Here's a puzzle for you, be it Gina Ford or the commentators on the contentedbaby website (whoever advised to 'grin & bear it', or whoever made up that headline). What's the connection between Thor, Downton Abbey, and having a firework painted on your face? Give up? Well, I'll tell you. All three of these gave me a panic attack/strong feelings of anxiety relating back to experiences of childbirth. I know! Downton Abbey! Thor, for crying out loud. You wouldn't think these were in any way connected would childbirth, would you, but that's how post traumatic stress works, you see. It's not a respecter of logic. You can't expect that, say, the shot of a hospital band upon Chris Hemsworth's shapely wrist is going to remind you of the hospital band on your wrist and set you off. You can expect that seeing someone being slid from one bed to another while Downton Abbey is being used as a military hospital will make you have a funny turn. And you really, really don't expect that while on a friend's Bonfire Night hen do, the need to hold still while someone does something to you (in this case, face paint a firework) will make you feel a bit funny and need to do your breathing exercises to calm yourself down. It was a mild form of Post Traumatic Stress. You don't suggest that veterans of war with full blown PTSD 'get over it' with a course of clay pigeon shooting, and I'm not sure how effective it would have been had I tried to get over my milder case by inserting anything up my Under Henge.
Have I told you about the dreams, Dail Mail/Gina Ford/contentedbaby?

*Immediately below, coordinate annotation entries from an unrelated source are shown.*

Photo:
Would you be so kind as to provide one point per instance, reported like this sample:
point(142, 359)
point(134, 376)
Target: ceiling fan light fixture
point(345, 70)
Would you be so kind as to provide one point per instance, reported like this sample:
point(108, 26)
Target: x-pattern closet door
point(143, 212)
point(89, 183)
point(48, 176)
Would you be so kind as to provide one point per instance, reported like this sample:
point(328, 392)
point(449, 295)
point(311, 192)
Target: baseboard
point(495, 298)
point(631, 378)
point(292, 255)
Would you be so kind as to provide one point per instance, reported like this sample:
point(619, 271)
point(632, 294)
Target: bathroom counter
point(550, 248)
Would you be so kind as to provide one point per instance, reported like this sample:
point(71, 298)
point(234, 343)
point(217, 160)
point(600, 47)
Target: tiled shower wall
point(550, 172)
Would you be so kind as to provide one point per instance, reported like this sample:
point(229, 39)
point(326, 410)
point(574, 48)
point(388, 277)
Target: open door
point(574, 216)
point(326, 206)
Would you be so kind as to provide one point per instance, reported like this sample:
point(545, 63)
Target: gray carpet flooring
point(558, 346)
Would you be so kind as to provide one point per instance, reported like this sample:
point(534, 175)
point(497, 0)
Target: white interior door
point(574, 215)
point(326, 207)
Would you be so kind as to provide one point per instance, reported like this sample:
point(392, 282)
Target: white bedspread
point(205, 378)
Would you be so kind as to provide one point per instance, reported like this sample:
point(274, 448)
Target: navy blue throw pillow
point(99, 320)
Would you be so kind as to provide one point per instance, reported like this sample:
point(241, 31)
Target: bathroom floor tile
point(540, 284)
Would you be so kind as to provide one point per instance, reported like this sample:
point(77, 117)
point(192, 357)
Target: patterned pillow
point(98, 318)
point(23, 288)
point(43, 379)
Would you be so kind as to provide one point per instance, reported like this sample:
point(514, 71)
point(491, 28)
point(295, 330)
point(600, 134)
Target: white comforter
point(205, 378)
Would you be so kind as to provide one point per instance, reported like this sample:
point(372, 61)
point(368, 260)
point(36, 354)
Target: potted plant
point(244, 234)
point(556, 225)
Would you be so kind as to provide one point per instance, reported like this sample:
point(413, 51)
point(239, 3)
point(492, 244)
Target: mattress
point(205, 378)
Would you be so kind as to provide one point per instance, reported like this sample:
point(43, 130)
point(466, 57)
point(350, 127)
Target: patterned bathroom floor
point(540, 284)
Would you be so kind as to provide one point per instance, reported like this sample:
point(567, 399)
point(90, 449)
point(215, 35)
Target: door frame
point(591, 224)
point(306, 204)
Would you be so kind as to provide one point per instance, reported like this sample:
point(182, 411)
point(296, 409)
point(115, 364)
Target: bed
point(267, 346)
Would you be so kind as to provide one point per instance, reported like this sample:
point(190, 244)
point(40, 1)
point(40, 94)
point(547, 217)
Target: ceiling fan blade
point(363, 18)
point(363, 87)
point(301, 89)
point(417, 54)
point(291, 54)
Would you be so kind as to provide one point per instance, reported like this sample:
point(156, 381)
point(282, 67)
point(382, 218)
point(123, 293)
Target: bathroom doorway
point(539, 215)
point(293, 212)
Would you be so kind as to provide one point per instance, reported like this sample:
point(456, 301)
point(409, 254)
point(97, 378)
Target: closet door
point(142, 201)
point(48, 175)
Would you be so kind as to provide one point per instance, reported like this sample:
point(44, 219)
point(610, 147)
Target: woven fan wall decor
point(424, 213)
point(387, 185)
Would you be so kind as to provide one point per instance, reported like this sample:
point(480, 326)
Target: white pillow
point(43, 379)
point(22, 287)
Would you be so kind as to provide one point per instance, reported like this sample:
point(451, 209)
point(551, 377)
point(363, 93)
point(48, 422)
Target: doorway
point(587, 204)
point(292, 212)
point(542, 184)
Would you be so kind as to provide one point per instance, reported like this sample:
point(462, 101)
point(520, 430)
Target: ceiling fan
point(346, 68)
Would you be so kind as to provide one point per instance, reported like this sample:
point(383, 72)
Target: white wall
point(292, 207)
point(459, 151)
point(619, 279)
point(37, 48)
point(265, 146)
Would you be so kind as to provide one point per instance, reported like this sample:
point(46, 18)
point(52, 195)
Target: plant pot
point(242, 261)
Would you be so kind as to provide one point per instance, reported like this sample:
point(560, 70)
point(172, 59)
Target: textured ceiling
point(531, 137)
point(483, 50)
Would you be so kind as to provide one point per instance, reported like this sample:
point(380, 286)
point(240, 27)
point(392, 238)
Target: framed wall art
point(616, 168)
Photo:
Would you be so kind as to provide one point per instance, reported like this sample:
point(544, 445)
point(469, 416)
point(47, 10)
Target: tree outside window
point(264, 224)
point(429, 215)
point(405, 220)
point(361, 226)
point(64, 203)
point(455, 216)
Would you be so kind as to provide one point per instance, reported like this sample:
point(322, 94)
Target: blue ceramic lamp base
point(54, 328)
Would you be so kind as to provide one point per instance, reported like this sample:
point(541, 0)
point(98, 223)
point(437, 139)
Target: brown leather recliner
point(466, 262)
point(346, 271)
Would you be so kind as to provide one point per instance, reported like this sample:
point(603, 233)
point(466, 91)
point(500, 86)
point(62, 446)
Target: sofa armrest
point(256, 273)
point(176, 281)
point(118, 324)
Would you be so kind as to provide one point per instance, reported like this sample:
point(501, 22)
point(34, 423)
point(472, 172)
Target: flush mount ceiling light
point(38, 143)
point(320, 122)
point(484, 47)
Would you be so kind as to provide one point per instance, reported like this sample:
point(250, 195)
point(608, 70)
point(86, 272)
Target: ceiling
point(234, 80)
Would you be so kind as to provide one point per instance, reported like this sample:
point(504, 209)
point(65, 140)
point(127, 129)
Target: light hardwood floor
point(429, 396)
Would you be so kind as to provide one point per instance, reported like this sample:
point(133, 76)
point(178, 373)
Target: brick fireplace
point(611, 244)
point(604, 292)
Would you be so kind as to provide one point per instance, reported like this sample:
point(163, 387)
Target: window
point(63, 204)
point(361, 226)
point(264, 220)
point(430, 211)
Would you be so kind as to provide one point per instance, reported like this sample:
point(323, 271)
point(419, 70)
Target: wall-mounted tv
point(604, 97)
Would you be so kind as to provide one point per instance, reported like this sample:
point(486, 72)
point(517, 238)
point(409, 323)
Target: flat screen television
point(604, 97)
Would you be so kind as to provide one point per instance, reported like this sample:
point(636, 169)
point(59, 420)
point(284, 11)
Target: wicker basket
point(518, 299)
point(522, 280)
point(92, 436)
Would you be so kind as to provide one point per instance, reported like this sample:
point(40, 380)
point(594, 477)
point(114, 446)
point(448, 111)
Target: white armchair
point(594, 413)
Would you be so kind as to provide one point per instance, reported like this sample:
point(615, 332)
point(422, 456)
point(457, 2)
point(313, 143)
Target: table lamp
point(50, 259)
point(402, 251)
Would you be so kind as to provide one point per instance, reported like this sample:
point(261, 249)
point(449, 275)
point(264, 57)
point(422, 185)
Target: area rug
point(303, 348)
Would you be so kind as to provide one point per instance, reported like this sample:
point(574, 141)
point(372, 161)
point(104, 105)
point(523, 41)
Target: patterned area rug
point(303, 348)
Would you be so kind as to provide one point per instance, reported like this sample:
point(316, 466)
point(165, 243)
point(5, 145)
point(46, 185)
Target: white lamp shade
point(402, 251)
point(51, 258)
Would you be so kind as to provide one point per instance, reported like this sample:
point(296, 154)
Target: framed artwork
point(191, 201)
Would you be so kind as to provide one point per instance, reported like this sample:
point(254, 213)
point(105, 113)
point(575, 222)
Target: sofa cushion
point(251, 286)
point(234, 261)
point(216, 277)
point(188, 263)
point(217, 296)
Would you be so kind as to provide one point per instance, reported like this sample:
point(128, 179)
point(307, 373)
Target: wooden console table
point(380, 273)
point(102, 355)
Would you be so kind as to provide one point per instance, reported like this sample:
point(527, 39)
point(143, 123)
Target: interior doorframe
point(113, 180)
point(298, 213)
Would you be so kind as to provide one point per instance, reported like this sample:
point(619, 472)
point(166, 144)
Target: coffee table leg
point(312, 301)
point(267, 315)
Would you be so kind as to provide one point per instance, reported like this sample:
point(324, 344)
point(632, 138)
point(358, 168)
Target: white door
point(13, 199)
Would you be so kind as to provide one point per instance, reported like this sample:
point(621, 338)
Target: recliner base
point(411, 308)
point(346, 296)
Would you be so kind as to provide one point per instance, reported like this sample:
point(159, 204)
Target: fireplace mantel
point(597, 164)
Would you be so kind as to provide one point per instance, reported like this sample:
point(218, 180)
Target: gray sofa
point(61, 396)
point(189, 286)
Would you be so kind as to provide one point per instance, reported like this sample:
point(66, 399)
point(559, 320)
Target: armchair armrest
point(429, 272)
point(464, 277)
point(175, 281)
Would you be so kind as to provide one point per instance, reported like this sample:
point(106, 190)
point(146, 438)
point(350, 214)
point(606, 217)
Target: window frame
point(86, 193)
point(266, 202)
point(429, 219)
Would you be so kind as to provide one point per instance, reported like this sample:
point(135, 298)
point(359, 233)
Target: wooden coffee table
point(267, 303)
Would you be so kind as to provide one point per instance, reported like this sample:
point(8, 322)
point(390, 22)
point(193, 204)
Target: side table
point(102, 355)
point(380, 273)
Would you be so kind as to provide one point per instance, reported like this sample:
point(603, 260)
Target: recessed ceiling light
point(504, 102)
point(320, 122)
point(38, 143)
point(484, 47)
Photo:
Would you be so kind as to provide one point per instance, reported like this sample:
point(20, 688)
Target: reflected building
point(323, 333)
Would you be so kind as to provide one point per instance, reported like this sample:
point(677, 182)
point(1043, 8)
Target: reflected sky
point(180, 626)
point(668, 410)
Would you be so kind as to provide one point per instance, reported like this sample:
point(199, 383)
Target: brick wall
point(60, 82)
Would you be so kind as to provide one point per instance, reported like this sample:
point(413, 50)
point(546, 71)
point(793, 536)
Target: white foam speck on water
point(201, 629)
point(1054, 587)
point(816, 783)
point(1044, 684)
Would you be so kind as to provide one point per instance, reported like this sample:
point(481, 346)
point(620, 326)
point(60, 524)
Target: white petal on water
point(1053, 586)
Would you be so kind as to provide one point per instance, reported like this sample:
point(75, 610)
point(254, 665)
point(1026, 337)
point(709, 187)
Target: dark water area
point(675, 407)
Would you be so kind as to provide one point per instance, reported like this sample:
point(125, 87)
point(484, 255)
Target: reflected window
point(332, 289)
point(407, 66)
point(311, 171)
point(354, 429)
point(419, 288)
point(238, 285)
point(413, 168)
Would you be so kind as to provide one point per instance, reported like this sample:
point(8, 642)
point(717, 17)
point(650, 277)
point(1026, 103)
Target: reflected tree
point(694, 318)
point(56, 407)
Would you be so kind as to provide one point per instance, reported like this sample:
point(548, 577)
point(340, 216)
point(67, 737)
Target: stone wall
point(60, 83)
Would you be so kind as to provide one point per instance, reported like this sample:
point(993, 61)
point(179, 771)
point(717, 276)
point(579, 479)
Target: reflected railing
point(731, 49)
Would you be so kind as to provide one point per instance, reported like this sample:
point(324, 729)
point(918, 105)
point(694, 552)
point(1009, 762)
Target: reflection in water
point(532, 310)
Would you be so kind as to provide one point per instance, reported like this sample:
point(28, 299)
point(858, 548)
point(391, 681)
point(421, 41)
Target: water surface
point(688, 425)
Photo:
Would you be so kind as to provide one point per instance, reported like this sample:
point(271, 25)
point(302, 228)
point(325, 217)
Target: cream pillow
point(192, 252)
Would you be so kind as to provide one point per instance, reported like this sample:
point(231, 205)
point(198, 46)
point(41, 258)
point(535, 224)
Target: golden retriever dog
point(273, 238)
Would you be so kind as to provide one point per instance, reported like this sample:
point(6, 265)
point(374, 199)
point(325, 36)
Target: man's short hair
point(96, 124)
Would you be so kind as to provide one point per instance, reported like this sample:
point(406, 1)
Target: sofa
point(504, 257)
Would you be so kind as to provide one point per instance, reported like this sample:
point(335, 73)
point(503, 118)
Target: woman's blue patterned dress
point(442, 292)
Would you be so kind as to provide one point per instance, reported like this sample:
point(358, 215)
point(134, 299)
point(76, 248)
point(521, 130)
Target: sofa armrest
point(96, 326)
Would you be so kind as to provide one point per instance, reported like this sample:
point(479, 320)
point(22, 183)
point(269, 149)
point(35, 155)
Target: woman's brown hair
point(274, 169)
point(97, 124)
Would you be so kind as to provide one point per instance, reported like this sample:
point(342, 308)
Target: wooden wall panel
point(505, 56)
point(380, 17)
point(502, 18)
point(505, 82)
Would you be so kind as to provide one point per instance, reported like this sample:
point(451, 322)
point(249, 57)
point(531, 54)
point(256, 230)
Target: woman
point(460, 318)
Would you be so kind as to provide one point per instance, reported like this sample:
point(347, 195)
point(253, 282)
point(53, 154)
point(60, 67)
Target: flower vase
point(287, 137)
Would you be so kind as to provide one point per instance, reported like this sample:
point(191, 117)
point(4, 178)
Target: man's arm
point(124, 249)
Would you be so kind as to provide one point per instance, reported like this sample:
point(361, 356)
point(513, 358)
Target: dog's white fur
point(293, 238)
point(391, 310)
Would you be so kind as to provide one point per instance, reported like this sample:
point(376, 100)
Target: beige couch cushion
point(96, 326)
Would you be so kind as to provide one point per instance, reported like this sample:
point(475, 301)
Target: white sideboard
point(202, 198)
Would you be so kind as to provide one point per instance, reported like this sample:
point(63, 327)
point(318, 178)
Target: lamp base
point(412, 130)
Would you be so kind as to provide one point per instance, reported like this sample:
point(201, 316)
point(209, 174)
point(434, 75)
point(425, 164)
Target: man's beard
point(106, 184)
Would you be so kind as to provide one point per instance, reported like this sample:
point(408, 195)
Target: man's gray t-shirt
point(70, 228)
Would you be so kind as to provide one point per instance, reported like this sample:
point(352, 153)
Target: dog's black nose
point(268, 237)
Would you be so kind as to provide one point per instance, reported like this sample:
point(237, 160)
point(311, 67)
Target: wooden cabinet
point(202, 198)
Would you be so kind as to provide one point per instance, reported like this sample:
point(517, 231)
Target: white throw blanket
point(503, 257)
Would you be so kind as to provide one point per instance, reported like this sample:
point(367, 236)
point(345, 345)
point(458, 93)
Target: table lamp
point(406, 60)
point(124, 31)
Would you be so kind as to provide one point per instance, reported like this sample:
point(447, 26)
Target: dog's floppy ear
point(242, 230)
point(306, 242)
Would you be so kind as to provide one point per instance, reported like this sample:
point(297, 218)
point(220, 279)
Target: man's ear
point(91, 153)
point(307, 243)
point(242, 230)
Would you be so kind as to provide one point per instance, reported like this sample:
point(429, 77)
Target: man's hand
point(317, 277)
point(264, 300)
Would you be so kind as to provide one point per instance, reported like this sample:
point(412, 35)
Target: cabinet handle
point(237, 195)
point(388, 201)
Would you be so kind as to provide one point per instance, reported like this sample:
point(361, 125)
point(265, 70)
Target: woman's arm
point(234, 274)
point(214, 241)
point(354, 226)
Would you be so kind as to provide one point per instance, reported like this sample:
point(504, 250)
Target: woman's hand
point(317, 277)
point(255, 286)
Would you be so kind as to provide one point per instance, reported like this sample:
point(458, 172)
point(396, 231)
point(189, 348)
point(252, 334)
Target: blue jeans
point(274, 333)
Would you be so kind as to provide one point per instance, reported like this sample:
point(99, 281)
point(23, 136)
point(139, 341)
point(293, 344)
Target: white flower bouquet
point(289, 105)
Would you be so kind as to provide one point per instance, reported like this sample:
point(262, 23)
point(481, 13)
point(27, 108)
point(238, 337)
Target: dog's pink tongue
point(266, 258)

For a while I had a run of dreams in which my husband and I would try to -ahem- become intimate, and it would come apart. A dream isn't real, I know, but there are some that stay with you. Dreaming about your foof breaking - that one sticks around. I used to wake up in the night crying - not just because of the dreams, but also just because dealing with a newborn is so very, very hard. You would probably have suggested that my husband left me to cry it out and that would have stopped me doing it in the long run, but that's not his style of husbandry.
So what I'm trying to say, Daily Mail, is that I wasn't ready at 4 - 6 weeks. I wasn't ready at 4 - 6 months. Now, whether or not Gina Ford or one lone contributor on her website advised to grin and bear it, it doesn't matter - you whacked it out as a headline, which suddenly started popping up on links all over the Internet. You must be delighted at the traffic! But what you're doing by peddling these headlines is by spreading continuing pernicious myths about male and female sexuality and you're making us all miserable. You are, I would suggest, the equivalent of the bully in the school playground whispering to girls that boys won't like you unless you put out. But I've got an earth shattering revelation - you don't have to have sex with people in order for them to like you. Have your staff on the Femail tried talking to men? Really, they're very interesting. They've got some good things to say. But you wouldn't want to suggest that men and women can communicate, would you?
To sum up, suggesting that men and women might be able to not have sex for long periods of time, and be fine with that, and still love each other, doesn't fit into the Daily Mail mission statement. That wouldn't fit in to the 1950s style values of lying back and thinking of England, looking down on the gays, and sneering at immigrants. There's vintage, darling, and there's retrogressive, and I think we all know upon which side of the line you reside.